The trade which brought Brett Pollock to
the Calgary Flames was one of the least dramatic of the trade deadline.
However, Pollock’s potential to contribute to scoring, his apparent good fit
with what seems to be Calgary’s plans for the future, and his experiences
through his Junior career mean that he should be a decent prospect for Calgary
to develop. Pollock
isn’t the calibre of prospect who causes outrage amongst a fan base when he’s
, but he is a solid prospect.

The watchword with Pollock will be what it
is with many young players: consistency. While he has games where he puts up
multiple points, he also has games where he looks like he’s not motivated to
skate. Hopefully, this unpleasant aspect of Pollock’s game is one which will be
ironed out during his first pro year.

The Flames have taken a risk on trading one
of their veterans for prospects, but there is a lot of potential in the trade
for the Flames to develop prospects to fill holes that will allow their team to
be a stronger force in the future. All in all, this is a safe developmental
trade for the Flames as they would have had several opportunities to watch Pollock
as the Hitmen are a Junior team in the Edmonton Oil Kings’ division and the
Hitmen are part of the greater Flames organization.

  • redricardo

    Great perspective sdh0809, thank you!

    This is one of the biggest things the Flames need to keep turning the corner. Get some bottom six players that actually have some skill, and can go play in the badguys zone every now and then. Instead of going out, playing in a shooting gallery and blocking shots like crazy, then getting praised for their “grit”.

    When Backlund was bottom 6, even if he wasn’t scoring, at least he was tilting the ice the right way. We need more of this. (Caveat: I don’t believe his line is bottom 6 anymore, you may disagree)

    • DoubleDIon

      I believe Backlund is still our best all around center. He’s not our best offensively, but he’s a much better defensive player and possession driver than our other centers. I think Bennett will pass him at some point, but I don’t think Monahan will.

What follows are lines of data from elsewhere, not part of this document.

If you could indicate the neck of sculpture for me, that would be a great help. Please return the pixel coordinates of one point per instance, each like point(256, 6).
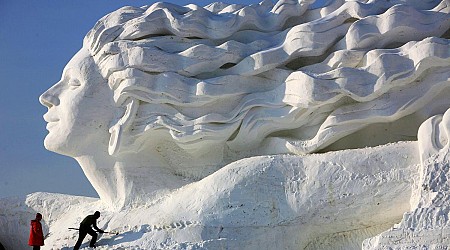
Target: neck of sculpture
point(130, 180)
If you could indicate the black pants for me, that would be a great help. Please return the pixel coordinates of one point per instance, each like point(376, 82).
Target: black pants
point(83, 233)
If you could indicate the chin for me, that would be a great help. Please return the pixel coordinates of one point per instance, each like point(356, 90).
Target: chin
point(57, 145)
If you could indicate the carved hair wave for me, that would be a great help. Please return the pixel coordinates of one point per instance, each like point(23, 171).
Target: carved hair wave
point(238, 75)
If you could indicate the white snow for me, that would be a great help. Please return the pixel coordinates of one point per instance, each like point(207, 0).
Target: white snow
point(254, 127)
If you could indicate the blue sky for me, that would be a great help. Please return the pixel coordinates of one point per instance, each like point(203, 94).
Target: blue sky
point(37, 39)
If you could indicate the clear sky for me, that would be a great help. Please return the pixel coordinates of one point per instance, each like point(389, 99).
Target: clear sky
point(37, 39)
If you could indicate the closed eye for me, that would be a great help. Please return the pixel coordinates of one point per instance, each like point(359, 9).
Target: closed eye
point(73, 84)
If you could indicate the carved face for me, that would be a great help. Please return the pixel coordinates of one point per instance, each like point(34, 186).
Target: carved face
point(80, 109)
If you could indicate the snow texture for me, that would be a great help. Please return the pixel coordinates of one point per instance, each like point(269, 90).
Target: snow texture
point(270, 126)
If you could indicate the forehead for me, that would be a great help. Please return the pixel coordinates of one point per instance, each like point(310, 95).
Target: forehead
point(80, 64)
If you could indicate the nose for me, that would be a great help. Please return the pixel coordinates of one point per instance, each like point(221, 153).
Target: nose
point(50, 97)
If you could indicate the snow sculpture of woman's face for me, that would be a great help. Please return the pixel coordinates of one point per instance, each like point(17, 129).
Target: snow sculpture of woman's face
point(80, 108)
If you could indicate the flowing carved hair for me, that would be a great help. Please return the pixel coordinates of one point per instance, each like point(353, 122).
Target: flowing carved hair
point(294, 75)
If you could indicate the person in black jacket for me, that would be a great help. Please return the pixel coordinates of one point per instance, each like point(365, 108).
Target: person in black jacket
point(86, 228)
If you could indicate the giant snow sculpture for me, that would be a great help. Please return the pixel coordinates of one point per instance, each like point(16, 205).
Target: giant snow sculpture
point(286, 126)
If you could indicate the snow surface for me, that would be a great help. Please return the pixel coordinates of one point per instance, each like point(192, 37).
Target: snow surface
point(271, 126)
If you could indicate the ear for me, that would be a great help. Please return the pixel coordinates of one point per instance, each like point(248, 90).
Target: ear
point(122, 126)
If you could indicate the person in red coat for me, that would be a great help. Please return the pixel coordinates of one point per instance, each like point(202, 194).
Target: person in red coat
point(36, 235)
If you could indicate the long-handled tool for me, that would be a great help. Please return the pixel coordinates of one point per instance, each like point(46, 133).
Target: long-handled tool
point(115, 233)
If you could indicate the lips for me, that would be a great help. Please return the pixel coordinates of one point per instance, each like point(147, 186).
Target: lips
point(50, 119)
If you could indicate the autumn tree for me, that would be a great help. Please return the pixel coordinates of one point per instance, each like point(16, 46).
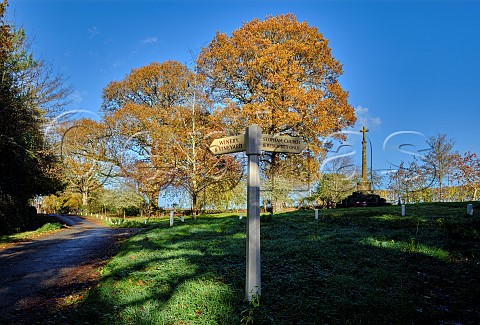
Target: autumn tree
point(440, 160)
point(162, 127)
point(467, 172)
point(27, 92)
point(83, 146)
point(279, 74)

      I get that this will be an unpopular position, but Backlund still does the heavy lifting for our team and allows Monahan the easy minutes at home. Just look at the 1st line’s home and away splits if you want evidence of Backlund’s importance to the team.

  • The Last Big Bear

    I still can’t believe Treliving pulled off this trade.

    I’ve seen plenty of Dallas games live, and I think Jokipakka is every bit as good as Russell, but is younger, bigger, and still under contractual control.

    If either Pollock or the pick turn into anY kind of NHLer, I think this trade goes from a solid win, to a slam dunk for the Flames.

    Sounds like Pollock has the potential to become a utility winger for the Flames, and his description reminds me of our (formerly) very own David Moss.

    I can’t describe how happy that would make me.

    • cberg

      Its nice to have someone who actually has seen and watched these players, rather than a few stats lines and out-dated assessments. From the few games of Jokipakka I’ve seen with the Flames, I’m pretty much in full agreement re: your assessment of him and that this trade is going to be a huge win for the Flames.

      As for Pollock a lot of the comments are the same, though this write-up seems pretty good, from someone who has been watching. I haven’t seen Pollock at all, but hope to get down to a Hitmen-Oil Kings game in Calgary on Saturday, March 12th to check him and a few other prospects out. From some video, though, what I saw seemed to indicate a much-higher ceiling that he is given credit for here, and especially by commentators. We can always hope!

  • BlueMoonNigel

    Of the 2 hard bodies that came to the Flames in the deal, Pollock is the only one who interests me, and he interests me a lot. Definitely willing to roll with him to see if he can indeed make the jump to full-time productive NHLer in the coming years. I like his pedigree.